Peter Schumacher, director at business consultancy The Value Leadership Group, said Nordic firms have lost their way. He added that it is not dissimilar to when the US giants allowed Indian firms in under the radar, when big business craved low cost IT support amid Y2K fears.
“In response to the advancing offshore firms, Nordic firms have been retrenching, delisting and focusing on operational excellence and localisation. Today, most firms are boxed-in and even more strategically disadvantaged,” said Schumacher.
Read more about outsourcing in the Nordics
- Headlines about Indian IT service providers securing high-profile outsourcing deals in the Nordics have become commonplace.
- Norway’s Coop becomes the latest Nordic firm to outsource IT to an Indian company after the retailer penned a deal with Wipro.
- Around 600 Evry staff in the Nordics are to move to IBM in $1bn IT outsourcing deal that sees the firm hand over its IT infrastructure for the next 10 years.

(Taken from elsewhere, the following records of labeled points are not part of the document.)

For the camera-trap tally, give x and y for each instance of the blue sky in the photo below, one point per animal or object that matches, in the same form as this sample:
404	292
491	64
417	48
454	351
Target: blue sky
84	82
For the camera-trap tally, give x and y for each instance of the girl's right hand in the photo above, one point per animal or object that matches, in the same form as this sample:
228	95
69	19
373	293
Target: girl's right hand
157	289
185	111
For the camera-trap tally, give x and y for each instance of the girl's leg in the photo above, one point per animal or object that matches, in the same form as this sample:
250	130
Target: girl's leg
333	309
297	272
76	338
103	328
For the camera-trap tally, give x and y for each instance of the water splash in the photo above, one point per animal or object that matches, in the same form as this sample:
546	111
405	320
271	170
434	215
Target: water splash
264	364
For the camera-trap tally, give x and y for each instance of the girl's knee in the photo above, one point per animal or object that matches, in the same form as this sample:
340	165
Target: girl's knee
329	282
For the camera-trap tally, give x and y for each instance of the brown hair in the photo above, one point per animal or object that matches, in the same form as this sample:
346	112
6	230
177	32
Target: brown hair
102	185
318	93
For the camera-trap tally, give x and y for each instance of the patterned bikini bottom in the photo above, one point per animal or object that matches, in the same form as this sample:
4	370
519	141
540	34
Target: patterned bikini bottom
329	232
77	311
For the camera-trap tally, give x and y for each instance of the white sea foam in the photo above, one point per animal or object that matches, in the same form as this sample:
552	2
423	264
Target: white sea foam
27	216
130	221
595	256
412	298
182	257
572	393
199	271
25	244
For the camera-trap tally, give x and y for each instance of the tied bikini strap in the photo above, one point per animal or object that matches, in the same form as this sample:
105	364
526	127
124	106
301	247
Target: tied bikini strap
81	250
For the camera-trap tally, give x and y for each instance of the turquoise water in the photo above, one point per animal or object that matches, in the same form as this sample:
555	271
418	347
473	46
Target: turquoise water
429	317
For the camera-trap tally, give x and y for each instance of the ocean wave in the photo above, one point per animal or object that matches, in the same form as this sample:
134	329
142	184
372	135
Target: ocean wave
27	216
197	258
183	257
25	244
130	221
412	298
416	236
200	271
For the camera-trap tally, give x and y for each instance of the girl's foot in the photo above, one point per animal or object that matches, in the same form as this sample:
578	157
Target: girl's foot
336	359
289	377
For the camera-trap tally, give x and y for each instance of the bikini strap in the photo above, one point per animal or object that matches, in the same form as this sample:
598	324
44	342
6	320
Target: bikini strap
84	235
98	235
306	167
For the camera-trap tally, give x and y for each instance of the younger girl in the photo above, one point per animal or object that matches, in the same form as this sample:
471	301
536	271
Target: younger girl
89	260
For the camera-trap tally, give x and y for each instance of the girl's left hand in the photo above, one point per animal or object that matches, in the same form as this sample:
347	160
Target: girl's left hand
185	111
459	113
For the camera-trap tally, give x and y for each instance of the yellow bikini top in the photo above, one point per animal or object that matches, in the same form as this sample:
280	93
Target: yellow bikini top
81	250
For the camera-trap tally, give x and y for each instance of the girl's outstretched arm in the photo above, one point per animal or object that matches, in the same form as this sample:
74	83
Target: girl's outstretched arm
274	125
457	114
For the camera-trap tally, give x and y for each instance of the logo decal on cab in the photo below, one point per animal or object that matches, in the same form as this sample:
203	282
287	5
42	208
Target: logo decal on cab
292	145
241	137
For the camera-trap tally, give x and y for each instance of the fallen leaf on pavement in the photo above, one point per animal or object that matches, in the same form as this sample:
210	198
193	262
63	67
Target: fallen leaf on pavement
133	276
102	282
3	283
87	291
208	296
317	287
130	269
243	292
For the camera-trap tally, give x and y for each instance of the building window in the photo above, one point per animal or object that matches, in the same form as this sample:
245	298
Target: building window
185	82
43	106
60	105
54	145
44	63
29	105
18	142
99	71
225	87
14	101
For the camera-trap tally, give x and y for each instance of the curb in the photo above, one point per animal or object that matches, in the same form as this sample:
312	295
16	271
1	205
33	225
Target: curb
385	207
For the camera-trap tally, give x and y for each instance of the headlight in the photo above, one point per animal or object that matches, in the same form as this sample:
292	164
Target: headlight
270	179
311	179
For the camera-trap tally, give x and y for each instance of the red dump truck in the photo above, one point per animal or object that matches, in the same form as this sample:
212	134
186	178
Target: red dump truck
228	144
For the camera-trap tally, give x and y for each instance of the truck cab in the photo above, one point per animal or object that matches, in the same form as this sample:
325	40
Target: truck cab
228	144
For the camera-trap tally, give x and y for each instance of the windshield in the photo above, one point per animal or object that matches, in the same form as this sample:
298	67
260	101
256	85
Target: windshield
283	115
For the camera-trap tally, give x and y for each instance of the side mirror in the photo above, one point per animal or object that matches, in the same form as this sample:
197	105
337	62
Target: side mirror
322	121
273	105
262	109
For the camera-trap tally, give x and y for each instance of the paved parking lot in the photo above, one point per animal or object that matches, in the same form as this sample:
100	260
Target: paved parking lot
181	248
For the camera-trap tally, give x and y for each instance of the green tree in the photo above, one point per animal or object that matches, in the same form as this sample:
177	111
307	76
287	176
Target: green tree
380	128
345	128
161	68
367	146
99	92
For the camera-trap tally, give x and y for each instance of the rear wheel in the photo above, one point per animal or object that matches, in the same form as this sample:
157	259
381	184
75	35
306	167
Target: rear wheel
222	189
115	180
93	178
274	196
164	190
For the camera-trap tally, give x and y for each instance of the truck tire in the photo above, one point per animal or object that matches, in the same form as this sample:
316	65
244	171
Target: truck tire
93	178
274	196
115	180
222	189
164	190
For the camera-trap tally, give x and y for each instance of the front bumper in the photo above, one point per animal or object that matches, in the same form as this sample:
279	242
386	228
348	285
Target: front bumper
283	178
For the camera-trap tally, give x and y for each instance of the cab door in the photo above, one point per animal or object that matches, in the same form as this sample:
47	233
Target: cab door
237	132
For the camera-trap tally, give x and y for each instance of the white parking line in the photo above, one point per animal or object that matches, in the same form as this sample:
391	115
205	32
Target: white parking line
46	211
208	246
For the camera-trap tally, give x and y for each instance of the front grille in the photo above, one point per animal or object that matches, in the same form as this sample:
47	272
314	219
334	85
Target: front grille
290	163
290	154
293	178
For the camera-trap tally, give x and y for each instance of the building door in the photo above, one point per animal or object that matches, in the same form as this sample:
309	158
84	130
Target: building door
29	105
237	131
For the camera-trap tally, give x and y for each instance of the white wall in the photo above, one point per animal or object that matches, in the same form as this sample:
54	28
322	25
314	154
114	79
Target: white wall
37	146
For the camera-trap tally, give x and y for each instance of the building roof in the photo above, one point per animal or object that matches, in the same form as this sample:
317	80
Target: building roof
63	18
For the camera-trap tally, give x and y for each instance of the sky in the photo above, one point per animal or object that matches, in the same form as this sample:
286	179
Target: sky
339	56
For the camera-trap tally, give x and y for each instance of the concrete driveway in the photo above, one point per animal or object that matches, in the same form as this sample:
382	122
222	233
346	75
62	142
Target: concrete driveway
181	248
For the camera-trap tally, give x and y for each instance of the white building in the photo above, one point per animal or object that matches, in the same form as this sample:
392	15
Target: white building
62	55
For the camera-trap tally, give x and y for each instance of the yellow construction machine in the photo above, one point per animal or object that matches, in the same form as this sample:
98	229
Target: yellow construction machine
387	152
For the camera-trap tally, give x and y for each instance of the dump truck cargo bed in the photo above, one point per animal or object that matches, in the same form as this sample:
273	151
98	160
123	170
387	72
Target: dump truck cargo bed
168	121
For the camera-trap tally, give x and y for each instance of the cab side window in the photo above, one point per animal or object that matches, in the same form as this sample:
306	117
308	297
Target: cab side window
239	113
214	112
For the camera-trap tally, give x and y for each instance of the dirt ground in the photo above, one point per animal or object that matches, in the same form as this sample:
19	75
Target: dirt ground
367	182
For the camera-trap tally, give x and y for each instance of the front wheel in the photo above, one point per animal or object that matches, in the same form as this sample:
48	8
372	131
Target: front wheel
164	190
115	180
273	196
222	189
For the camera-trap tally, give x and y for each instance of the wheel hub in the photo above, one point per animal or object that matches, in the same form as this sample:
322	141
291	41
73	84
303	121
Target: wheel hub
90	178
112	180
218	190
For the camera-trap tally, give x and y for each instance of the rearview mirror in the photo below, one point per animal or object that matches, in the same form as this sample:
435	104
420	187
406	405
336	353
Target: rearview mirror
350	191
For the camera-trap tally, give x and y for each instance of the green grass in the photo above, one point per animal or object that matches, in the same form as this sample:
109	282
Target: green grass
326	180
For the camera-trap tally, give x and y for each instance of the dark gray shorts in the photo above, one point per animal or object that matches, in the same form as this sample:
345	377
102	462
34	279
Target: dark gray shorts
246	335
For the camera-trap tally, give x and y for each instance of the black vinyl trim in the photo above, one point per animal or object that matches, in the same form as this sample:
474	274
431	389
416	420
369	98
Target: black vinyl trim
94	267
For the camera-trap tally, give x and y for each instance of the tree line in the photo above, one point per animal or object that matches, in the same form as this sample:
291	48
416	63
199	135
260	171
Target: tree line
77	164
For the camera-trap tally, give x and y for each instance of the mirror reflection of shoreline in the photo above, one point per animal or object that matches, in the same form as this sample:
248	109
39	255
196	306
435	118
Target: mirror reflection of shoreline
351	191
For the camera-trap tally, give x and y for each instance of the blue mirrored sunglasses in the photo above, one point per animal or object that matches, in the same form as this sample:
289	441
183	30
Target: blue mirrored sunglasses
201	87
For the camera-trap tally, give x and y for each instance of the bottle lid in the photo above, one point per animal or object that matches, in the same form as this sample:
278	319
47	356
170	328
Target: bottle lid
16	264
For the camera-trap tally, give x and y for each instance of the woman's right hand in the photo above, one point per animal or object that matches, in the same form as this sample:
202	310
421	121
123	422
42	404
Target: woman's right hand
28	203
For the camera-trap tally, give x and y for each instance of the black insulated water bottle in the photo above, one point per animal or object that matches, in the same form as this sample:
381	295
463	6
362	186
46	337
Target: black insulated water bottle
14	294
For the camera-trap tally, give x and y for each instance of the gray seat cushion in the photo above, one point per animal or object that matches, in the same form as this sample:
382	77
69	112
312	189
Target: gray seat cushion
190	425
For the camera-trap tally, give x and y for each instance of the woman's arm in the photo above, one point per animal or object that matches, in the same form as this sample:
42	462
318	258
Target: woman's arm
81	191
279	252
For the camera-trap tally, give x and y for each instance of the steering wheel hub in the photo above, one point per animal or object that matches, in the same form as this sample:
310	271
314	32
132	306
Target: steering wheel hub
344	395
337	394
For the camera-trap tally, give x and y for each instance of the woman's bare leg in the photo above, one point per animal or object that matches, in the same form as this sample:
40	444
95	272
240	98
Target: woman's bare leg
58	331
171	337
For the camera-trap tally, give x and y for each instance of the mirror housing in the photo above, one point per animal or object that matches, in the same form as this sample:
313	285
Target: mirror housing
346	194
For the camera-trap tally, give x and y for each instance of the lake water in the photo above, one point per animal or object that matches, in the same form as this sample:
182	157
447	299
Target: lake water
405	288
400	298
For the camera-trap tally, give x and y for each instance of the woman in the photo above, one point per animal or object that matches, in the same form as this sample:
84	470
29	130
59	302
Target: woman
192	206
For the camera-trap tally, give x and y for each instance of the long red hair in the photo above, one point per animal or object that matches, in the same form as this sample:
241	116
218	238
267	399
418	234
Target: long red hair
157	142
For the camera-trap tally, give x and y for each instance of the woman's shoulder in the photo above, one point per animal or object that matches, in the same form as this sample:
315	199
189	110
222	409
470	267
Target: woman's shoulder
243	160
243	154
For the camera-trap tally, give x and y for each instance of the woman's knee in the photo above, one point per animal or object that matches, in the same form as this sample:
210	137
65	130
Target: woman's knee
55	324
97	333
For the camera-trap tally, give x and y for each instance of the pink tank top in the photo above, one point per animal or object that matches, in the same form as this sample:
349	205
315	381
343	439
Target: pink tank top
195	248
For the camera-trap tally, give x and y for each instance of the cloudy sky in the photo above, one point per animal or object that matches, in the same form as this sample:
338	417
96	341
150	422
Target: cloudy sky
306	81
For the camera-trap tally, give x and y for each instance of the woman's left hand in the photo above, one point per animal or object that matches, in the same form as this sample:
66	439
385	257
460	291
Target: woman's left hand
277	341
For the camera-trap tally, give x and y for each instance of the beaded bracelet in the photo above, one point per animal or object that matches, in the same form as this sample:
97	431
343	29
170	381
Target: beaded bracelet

He added that Tieto’s revenues for example are down 20% since 2008, while leading offshore-based IT services firms have at least doubled their European revenues.
“European firms have failed to build advantages, rather than just eliminate disadvantages. Most have fallen behind on the change curve and remain trapped in outdated business models, practices and paradigms.”
Ajay Davessar, global communicates head at HCL, told Computer Weekly that – while Europe is the company’s fastest growing region in terms of business – the Nordic region is the fastest in Europe.
He said the Nordic region is being set up as a hub for mainframe skills that will target customers that still rely heavily on robust mainframe environments. These include financial services, utilities and heavy manufacturing.
Growth in the Nordics
HCL’s acquisition of Volvo IT gives HCL mainframe resources that will create a platform for further growth in the Nordics and other European countries.
HCL has an impressive list of customers based in the Nordics, including Electrolux, Statoil Vestas, UPM Kymmene, OP Pohjola, Nokia, Husqvarnam, Volvo, DNB, Ikea, and Danfoss.
In 2014, Gartner research analyst Mika Rajamäki told Computer Weekly: “Based on 2013 figures, Indian IT suppliers have been growing faster in the Nordic market than the traditional service providers.
“If the annual growth of the traditional suppliers has been 2% to 3%, Indian companies have been growing by almost 20% a year. What Indian suppliers do very well is to rapidly take over a customer and invest in the relationship,” added Rajamäki.